I recently finished putting together a wonderful little ham radio transceiver from a kit. If you’re imagining a desktop-size Heathkit, think again. This was the latest creation from Steve Weber, KD1JV, who is the guru of a small but fanatically devoted cult of low-power radio enthusiasts. For several years, Steve has been designing some of the best ultra-portable ham transceivers on the market, then releasing limited-edition kits to his followers. These kits generally sell out in a matter of hours when Steve announces them on the group’s mailing list, and I’ve coveted one for quite awhile. Each iteration of the design has added a few more features.
This summer I finally got into the order queue early enough, and a couple of days later a disturbingly small box arrived in the mail. It allegedly contained everything required to build a highly capable HF transceiver covering three amateur radio frequency bands for CW (Morse code) operation. The way Steve packs so much into such a tiny space is to use surface-mount electronic components.

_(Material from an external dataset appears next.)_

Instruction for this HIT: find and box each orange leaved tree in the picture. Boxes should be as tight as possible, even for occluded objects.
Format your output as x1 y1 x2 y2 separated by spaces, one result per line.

Tiny surface-mount parts are now standard in most of the electronics industry, but they’re designed to be placed and soldered by robots. In the surface-mount world, a 16-pin integrated circuit is no bigger than a peppercorn, and capacitors and resistors are the size of sand grains. Most electronic kit makers have shied away from these components because they believe hobbyists aren’t capable of handling such small parts. Steve and his followers disagree.
Armed with a syringe of solder paste from Cash Olsen, a very nice hot air soldering station, and an Optivisor head-mounted magnifier, I followed the very thorough instructions and was rewarded with a working radio, eventually. The kit itself is brilliantly designed, and Steve’s support for bumbling amateurs like me is astounding.
For an accelerated view of what it’s like to build a complex device from surface-mount components, here’s a time-lapse video of the project:
Once it was built, I discovered that this palm-sized radio is astonishingly good. Signals pop out of the noise with a clear tone, the built-in CW keyer is very easy to program, and a 9-volt battery provides ample power for a few hours of 5-watt operation. There’s no other radio that comes close to the MTR’s combination of portability and capability.
Though anyone will soon be able to order a completely built MTR V2 off the shelf, the experience of building one was great. Now I hope more kit makers start offering surface-mount kits, as I’ve come to prefer working with these components.